Football on Fire Ricky Kusnandar: Tugas 3 Etika & Profesionalisme TSI - Undang-Undang Nomor 36 Tahun 1999 Pasal 29 Tentang Telekomunikasi

Pages

Monday, May 11, 2015

Tugas 3 Etika & Profesionalisme TSI - Undang-Undang Nomor 36 Tahun 1999 Pasal 29 Tentang Telekomunikasi



NOMOR 36 TAHUN 1999
TENTANG TELEKOMUNIKASI

BAB IV
PENYELENGGARAAN

Bagian Kesembilan
Telekomunikasi Khusus

Pasal 29

1. Penyelenggaraan telekomunikasi khusus sebagaimana dimaksud dalam Pasal 9 ayat (3) huruf a dan huruf b, dilarang disambungkan ke jaringan penyelenggara telekomunikasi lainnya.

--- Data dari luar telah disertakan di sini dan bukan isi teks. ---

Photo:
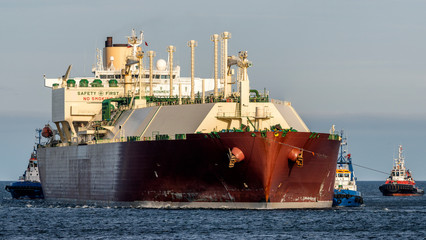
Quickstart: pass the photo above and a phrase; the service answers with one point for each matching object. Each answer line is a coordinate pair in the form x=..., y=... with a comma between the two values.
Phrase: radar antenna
x=134, y=41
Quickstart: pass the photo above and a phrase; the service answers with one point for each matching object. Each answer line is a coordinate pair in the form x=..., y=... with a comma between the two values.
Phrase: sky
x=360, y=64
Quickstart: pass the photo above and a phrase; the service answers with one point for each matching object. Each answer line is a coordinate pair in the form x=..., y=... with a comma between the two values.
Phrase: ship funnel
x=224, y=62
x=151, y=55
x=215, y=39
x=192, y=44
x=171, y=49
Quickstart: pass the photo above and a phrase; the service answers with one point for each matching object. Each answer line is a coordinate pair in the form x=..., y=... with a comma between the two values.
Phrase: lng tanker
x=146, y=137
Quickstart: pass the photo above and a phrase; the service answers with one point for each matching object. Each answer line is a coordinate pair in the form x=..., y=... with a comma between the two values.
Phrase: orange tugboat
x=400, y=182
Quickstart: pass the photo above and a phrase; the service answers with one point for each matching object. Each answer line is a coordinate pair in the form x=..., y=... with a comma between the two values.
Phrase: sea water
x=380, y=218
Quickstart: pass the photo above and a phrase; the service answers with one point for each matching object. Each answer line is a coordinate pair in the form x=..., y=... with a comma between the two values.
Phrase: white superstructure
x=116, y=102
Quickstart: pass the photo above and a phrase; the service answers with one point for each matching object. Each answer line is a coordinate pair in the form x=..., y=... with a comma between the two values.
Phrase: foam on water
x=29, y=219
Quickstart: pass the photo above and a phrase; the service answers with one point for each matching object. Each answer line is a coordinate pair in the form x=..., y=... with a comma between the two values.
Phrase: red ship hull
x=195, y=172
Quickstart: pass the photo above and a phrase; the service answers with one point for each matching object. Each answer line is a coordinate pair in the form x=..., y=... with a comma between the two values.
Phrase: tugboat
x=400, y=181
x=29, y=185
x=345, y=188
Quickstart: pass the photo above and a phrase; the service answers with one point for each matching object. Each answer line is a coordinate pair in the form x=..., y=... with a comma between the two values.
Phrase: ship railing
x=276, y=101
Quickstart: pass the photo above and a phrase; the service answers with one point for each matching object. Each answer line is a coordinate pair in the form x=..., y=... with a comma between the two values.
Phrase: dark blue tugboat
x=345, y=188
x=29, y=185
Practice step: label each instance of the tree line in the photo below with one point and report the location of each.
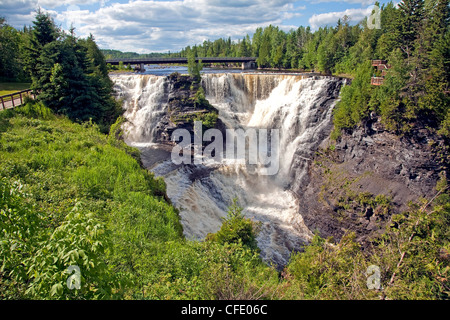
(414, 38)
(69, 74)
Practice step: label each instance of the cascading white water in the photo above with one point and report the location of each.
(144, 100)
(299, 107)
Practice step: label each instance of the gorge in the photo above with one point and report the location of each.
(294, 203)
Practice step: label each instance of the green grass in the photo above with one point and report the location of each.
(76, 179)
(71, 196)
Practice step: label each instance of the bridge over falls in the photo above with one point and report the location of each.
(247, 62)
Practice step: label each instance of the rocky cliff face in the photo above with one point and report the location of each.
(184, 105)
(368, 175)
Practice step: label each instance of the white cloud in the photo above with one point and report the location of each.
(361, 2)
(156, 26)
(356, 15)
(145, 26)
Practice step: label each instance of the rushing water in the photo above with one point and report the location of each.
(300, 107)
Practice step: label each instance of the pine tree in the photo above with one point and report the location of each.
(44, 32)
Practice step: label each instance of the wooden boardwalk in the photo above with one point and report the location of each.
(16, 99)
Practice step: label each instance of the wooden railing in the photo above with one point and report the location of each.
(376, 81)
(15, 99)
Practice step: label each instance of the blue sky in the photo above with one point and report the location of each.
(161, 26)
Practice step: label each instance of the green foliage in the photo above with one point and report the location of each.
(194, 67)
(69, 74)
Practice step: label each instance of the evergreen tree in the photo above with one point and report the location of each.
(43, 32)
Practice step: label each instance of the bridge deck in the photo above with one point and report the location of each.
(180, 60)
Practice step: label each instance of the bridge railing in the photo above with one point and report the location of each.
(180, 60)
(15, 99)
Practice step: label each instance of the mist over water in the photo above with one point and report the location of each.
(298, 106)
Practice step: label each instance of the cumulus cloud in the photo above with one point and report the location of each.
(355, 15)
(361, 2)
(145, 26)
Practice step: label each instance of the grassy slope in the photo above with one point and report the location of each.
(63, 165)
(82, 188)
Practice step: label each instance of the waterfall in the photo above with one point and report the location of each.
(298, 106)
(145, 99)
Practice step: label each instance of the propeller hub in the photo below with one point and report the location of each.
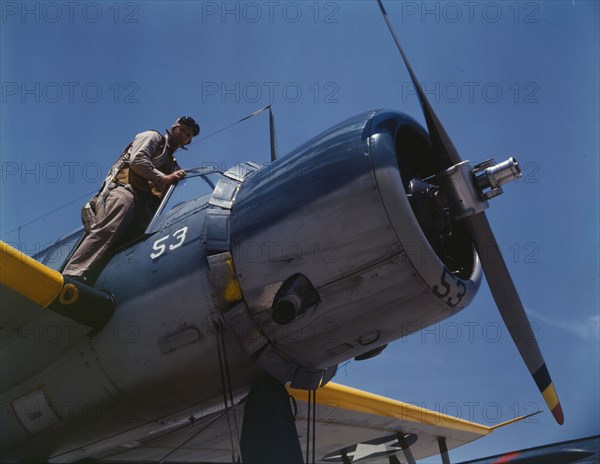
(466, 189)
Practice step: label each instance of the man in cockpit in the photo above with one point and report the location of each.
(130, 194)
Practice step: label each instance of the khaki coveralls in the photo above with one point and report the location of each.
(126, 199)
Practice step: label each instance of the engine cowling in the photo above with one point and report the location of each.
(340, 249)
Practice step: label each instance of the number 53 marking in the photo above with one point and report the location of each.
(159, 247)
(443, 290)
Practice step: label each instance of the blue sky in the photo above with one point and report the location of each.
(506, 78)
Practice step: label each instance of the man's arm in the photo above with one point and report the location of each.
(143, 150)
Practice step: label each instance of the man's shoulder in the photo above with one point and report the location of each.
(150, 136)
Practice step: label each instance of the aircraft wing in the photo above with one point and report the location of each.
(358, 425)
(581, 451)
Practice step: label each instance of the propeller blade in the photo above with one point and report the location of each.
(499, 280)
(511, 309)
(269, 434)
(439, 138)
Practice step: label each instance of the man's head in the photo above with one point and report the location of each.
(183, 130)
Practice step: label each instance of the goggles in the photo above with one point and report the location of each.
(189, 122)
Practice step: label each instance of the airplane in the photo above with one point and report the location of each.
(250, 286)
(581, 451)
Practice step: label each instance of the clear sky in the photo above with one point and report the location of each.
(79, 79)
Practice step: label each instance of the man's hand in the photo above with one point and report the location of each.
(173, 177)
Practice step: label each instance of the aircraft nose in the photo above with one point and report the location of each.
(330, 255)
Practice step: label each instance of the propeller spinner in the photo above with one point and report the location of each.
(462, 180)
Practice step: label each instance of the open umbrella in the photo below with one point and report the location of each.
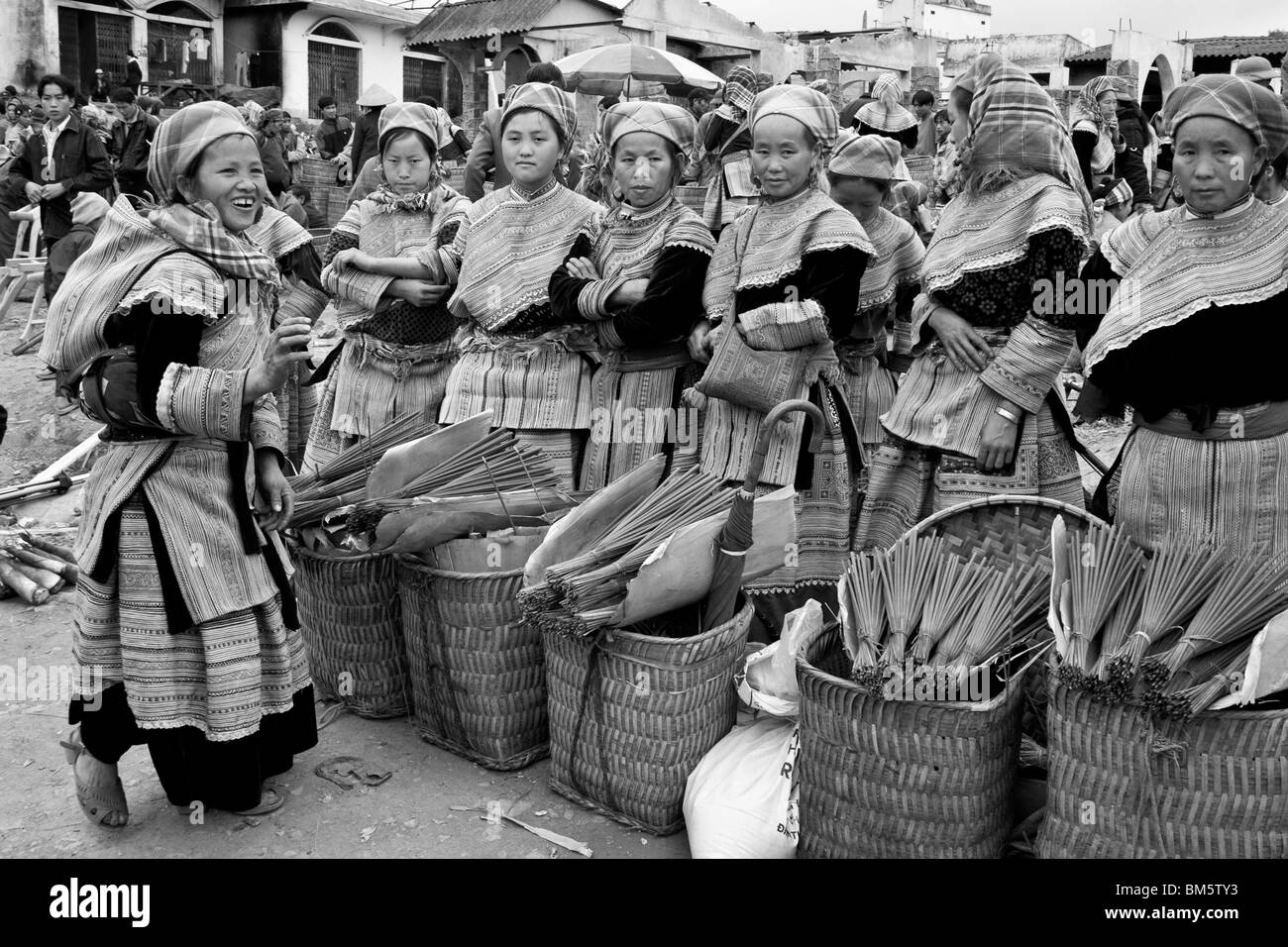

2. Penyelenggaraan telekomunikasi khusus sebagaimana dimaksud  dalam Pasal 9 ayat (3) huruf c, dapat disambungkan ke jaringan penyelenggara telekomunikasi lainnya sepanjang digunakan untuk keperluan penyiaran.

Penjelasan Pasal 29 :
Ayat 1
Telekomunikasi milik pribadi adalah telekomuniukasi yang bersifat private dan apabila ada pihak yang menyambungkan jaringan pribadi ke jaringan lainnya maka pihak yang menyambungkan tersebut patut mendapat hukuman karena telah melanggar hukum sesuai dengan yang disebutkan pada pasal ini. Telekomunikasi pertahanan dan keamanan negara adalah telekomunikasi yang bersifat rahasia untuk itu telekomunikasi ini tidak boleh disambungkan dengan jaringan lainnya karena menyangkut keamanan suatu negara yang apabila diketahui pihak lain dapat berbahaya, bila ada pihak yang menyambungkan jaringan ini dengan jaringan lain maka telah melanggar hukum sesuai dengan yang disebutkan pada pasal ini.

Ayat 2
Telekomunikasi penyiaran adalah telekomunikasi yang jaringannya dikhususkan untuk keperluan penyiaran misalnya televisi dan radio, untuk jaringan telekomunikasi ini diperbolehkan disambungkan dengan jaringan lainnya tetapi hanya untuk keperluan penyiaran, apabila digunakan untuk keperluan selain penyiaran, maka itu telah melanggar hukum sesuai dengan ketentuan pasal ini.

Contoh Kasus :  
Ada beberapa kasus mengenai fenomena media konvergensi di Indonesia, sebut saja Liputan 6 online, Kompas online dan radio streaming. Dari beberapa contoh tersebut ada satu hal yang sangat menarik, yaitu kasus radio Suara Surabaya. Sedikit perkenalan, radio ini merupakan radio lokal yang siarannya dapat diakses dan di unduh secara real time dan online.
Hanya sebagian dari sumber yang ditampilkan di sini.